Block on Trump's Asylum Ban Upheld by Supreme Court
In what seems to be one of those times where the High Court majority would have been better off not saying anything at all, Justice Roberts writing for the majority in Trump v. Hawaii, stated: "Korematsu has nothing to do with this case."
Naturally, given the controversial subject matter of the travel ban case, that statement was not likely to go un-responded to in the media and by legal scholars. And though the mention of Korematsu was borne out of the dissent's criticism of the majority's opinion, as many pundits (and the dissent) point out, Justice Roberts' statements on Korematsu belied conventional logic.
A Majority Dissembling
Supreme Court scholar Harold Hongju Koh is rather critical of Justice Roberts' majority opinion. Writing for SCOTUSblog, he opens by stating:
Some Supreme Court statements can only be understood as dissembling or self-deception. The most recent, startling example is Chief Justice John Roberts' pronouncement in his 5-4 majority opinion in Trump v. Hawaii that "Korematsu has nothing to do with this case."

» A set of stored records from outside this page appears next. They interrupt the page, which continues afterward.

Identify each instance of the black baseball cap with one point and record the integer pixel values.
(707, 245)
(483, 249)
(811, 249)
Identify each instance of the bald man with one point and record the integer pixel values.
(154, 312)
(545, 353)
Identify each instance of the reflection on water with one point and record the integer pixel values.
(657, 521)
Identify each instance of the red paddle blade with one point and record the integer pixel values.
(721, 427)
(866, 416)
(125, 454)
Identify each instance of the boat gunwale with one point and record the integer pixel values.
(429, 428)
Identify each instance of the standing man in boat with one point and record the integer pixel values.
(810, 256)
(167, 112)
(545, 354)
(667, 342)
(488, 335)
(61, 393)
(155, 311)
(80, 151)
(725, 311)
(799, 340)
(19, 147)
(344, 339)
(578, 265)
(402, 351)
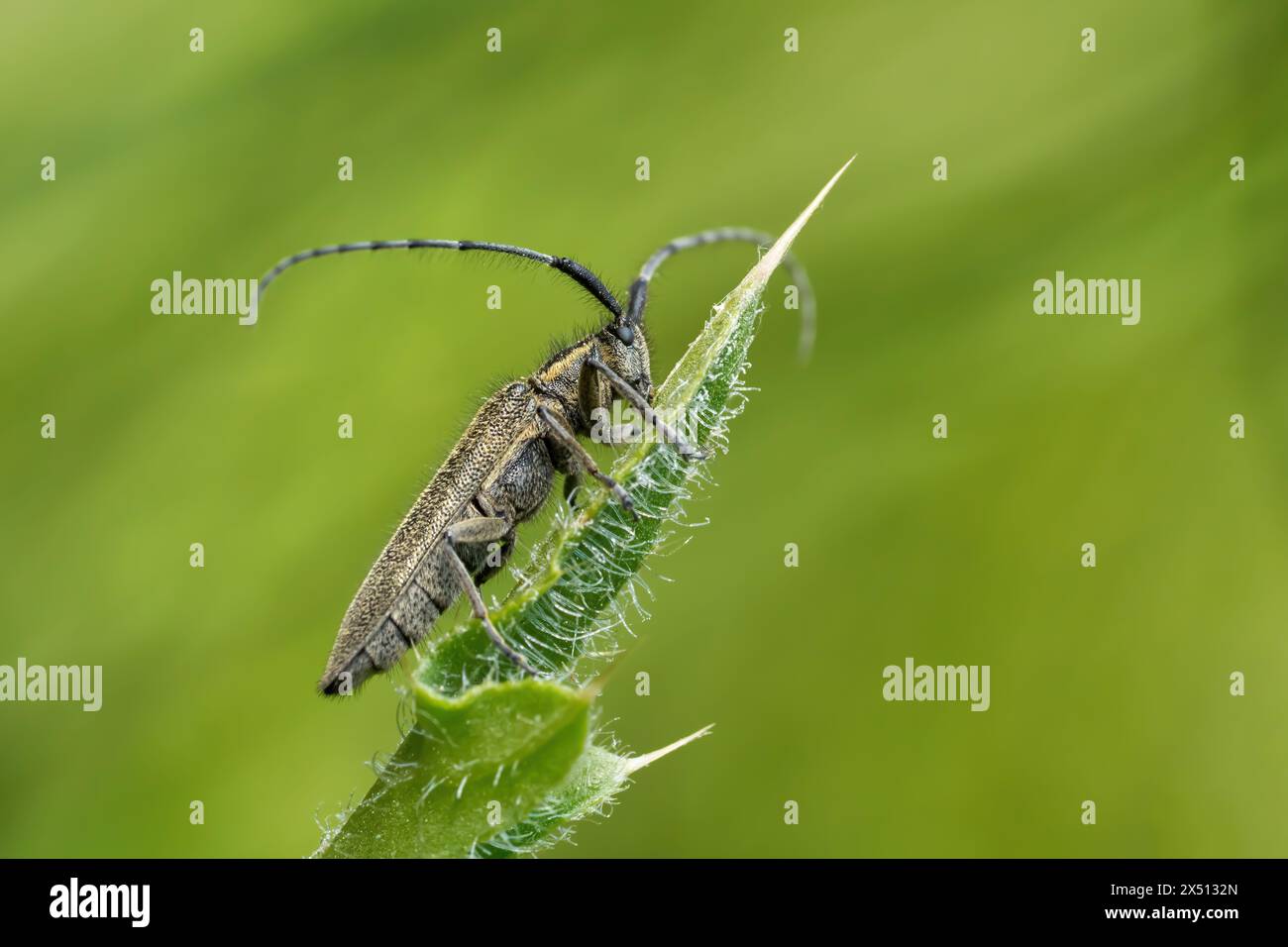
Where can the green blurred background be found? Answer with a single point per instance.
(1107, 684)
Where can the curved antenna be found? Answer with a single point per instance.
(571, 268)
(809, 308)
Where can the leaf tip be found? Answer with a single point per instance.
(636, 763)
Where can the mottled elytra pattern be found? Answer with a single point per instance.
(502, 470)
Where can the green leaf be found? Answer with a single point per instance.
(566, 605)
(590, 789)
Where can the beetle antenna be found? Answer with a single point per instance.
(639, 289)
(571, 268)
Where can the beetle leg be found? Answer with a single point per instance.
(640, 403)
(482, 530)
(572, 482)
(570, 441)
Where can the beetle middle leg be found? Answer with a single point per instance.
(480, 530)
(640, 403)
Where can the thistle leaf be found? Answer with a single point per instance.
(496, 764)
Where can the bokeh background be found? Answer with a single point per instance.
(1109, 684)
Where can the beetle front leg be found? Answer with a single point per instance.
(473, 531)
(640, 403)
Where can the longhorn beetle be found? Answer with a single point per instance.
(501, 471)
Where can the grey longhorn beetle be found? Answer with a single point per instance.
(462, 528)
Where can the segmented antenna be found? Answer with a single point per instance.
(571, 268)
(639, 289)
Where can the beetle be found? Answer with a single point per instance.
(462, 528)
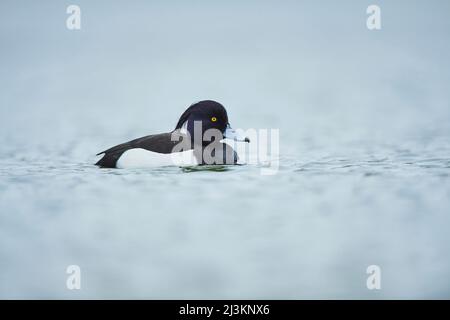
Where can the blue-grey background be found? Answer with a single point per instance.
(364, 151)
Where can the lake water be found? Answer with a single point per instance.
(364, 151)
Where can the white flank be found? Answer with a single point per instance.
(141, 158)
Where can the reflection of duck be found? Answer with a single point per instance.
(181, 146)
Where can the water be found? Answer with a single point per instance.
(364, 151)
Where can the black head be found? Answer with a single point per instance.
(212, 115)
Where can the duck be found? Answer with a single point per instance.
(197, 139)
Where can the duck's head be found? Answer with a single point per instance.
(211, 115)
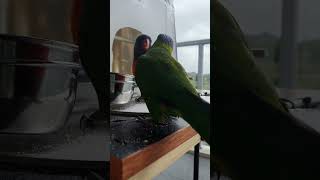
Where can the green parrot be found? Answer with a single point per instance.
(89, 39)
(167, 90)
(254, 134)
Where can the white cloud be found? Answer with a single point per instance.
(192, 23)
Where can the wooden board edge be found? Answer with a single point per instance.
(165, 161)
(153, 152)
(116, 169)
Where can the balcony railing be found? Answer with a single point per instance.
(200, 44)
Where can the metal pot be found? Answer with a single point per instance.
(121, 88)
(37, 84)
(49, 19)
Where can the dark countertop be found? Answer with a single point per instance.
(131, 134)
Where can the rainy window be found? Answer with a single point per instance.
(122, 49)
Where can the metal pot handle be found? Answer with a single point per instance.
(72, 89)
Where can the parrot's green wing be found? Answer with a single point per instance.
(235, 59)
(168, 92)
(254, 136)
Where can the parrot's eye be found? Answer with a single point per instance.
(166, 39)
(142, 44)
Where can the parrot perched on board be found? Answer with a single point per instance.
(166, 88)
(254, 134)
(86, 34)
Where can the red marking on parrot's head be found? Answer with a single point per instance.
(141, 46)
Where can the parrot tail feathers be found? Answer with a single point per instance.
(196, 112)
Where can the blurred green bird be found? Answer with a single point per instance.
(254, 134)
(167, 90)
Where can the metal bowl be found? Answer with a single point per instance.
(121, 88)
(37, 84)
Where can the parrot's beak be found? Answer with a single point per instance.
(133, 68)
(146, 44)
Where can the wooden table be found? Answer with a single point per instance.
(142, 150)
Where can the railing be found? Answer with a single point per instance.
(204, 149)
(200, 44)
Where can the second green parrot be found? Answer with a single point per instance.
(254, 134)
(167, 90)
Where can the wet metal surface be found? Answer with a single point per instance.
(70, 143)
(37, 84)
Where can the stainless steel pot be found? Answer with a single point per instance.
(37, 84)
(48, 19)
(121, 88)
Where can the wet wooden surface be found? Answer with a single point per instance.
(137, 143)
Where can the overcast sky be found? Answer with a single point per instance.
(192, 23)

He quickly explains, as the dissent did, that President Trump has made statements that make it crystal clear that the travel ban cannot be separated from the dogmatic animus he has expressed toward Muslim individuals. In Koh's analysis, he quotes Justice Sotomayor's dissent, quoting President Trump from the campaign trail approving Roosevelt's internment of Japanese Americans, and when President Trump explicitly stated that "Islam hates us ... And we can't allow people coming into this country who have this hatred of the United States."
Don't Believe the Hype
While the majority opinion explicitly states: "Korematsu was gravely wrong the day it was decided." Justice Roberts' logic, as Justice Sotomayor painstakingly points out in dissent, follows the same logic that allowed Korematsu to be decidedly so gravely wrong. And while some media reports are claiming that the majority "overturned" Korematsu, those reports are flat out wrong and misrepresenting what the Court says.
Roberts actually said: [Korematsu] "has been overruled in the court of history." And in case it needed to be clarified, that's not a real thing and Korematsu still hasn't actually been overruled.